Make no mistake, ownership—spellbound by Manning’s Super Bowl heroics and seduced by Gettleman and Judge’s football-guy bluster—made this mess. Still, ownership also deserves some credit, even if begrudging, for finally snapping out of it and hitting the reset button. The time was right. The Giants needed their general manager and head coach to be in lockstep.
To fill those jobs, they looked west to Buffalo. The Bills were in a similar place in 2017 when they plucked a coordinator (Sean McDermott) and an assistant general manager (Brandon Beane) from the Panthers and installed them as their head coach and general manager. It worked. Buffalo has gone from talent-deficient and salary cap-strapped catastrophe to perennial Super Bowl contender. The Giants shamelessly copied that blueprint, first hiring Bills assistant general manager Joe Schoen to be their general manager and then offensive coordinator Brian Daboll to be their head coach.
Schoen inherited arguably the worst salary cap situation in the NFL. The Giants weren’t the only team over the cap before the start of the new league year, but they were the farthest away from contention, leaving Schoen to figure out how to rebuild the roster while simultaneously tearing it down. That meant jettisoning several Gettleman signings—tight end Kyle Rudolph, running back Devontae Booker, safety Logan Ryan, and cornerback James Bradberry—and shopping for bargains. Of the 17 free agents Schoen signed, 14 received one-year deals worth between $1 million and $1.3 million. His “splurges” were guard Mark Glowinski (three years, $18.3 million), backup quarterback Tyrod Taylor (two years, $11 million), and center Jon Feliciano (one year, $3.3 million).
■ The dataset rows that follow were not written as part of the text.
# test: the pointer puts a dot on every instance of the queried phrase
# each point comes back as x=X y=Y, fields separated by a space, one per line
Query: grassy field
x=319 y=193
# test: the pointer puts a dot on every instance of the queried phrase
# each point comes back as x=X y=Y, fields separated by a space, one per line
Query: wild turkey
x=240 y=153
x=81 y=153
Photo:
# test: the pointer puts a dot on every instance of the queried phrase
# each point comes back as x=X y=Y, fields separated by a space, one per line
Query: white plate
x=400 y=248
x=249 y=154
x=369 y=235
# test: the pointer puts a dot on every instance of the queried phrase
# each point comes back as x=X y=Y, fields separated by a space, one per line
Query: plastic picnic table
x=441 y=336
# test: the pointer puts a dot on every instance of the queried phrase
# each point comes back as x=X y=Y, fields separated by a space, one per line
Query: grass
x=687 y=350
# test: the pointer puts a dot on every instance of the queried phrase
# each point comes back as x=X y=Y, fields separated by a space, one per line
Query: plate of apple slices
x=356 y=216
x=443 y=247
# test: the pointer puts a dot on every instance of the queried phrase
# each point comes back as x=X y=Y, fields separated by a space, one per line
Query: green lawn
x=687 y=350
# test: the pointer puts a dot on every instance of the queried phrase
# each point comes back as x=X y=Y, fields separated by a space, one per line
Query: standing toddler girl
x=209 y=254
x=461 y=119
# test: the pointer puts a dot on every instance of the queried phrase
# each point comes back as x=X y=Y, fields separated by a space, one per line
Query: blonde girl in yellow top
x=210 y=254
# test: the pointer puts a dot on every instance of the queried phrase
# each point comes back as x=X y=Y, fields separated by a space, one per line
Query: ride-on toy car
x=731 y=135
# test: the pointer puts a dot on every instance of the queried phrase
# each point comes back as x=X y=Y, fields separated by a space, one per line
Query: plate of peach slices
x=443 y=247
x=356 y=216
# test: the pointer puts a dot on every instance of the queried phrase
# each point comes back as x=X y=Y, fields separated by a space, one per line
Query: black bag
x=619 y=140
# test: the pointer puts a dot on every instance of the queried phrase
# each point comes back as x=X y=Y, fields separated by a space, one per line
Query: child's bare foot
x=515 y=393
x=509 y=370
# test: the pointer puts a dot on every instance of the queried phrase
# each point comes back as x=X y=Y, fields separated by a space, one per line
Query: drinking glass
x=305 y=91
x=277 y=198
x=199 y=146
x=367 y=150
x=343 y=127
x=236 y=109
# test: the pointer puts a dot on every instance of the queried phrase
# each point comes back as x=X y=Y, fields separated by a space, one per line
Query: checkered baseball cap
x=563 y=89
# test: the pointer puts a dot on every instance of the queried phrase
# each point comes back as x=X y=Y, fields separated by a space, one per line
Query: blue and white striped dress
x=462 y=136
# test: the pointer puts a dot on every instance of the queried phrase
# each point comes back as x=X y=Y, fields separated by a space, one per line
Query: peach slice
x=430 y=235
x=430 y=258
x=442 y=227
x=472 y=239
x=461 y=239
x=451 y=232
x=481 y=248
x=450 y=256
The aim here is to avoid humiliation in 2022 while preserving flexibility in 2023, or as Schoen said more artfully at his introductory press conference, “I think you can build a roster where you can compete today and build for tomorrow.”
As for Daboll, he’s the Giants’ fourth head coach since they forced out Tom Coughlin after the 2015 season. A former assistant coach with the Patriots (2000-2006 and 2013-2016), he comes with the Bill Belichick seal of approval, which the Giants care about way more than they should. Yes, he oversaw Josh Allen’s development into a star quarterback, but was he responsible for it? Before 2019, Daboll wasn’t regarded as a quarterback guru. His stints with the Jets (quarterbacks coach, 2007-2008), Browns (offensive coordinator, 2009-2010), Dolphins (offensive coordinator, 2011), and Chiefs (offensive coordinator, 2012) were unremarkable (Table 1). His quarterbacks in that span included Chad Pennington, Kellen Clemens, Brett Favre (the too-busy-sexting version), Brady Quinn, Derek Anderson, Colt McCoy, Jake Delhomme, Matt Moore, Chad Henne, Matt Cassel, and Brady Quinn again. Not one of those teams ranked in the top half of the league in pass DVOA.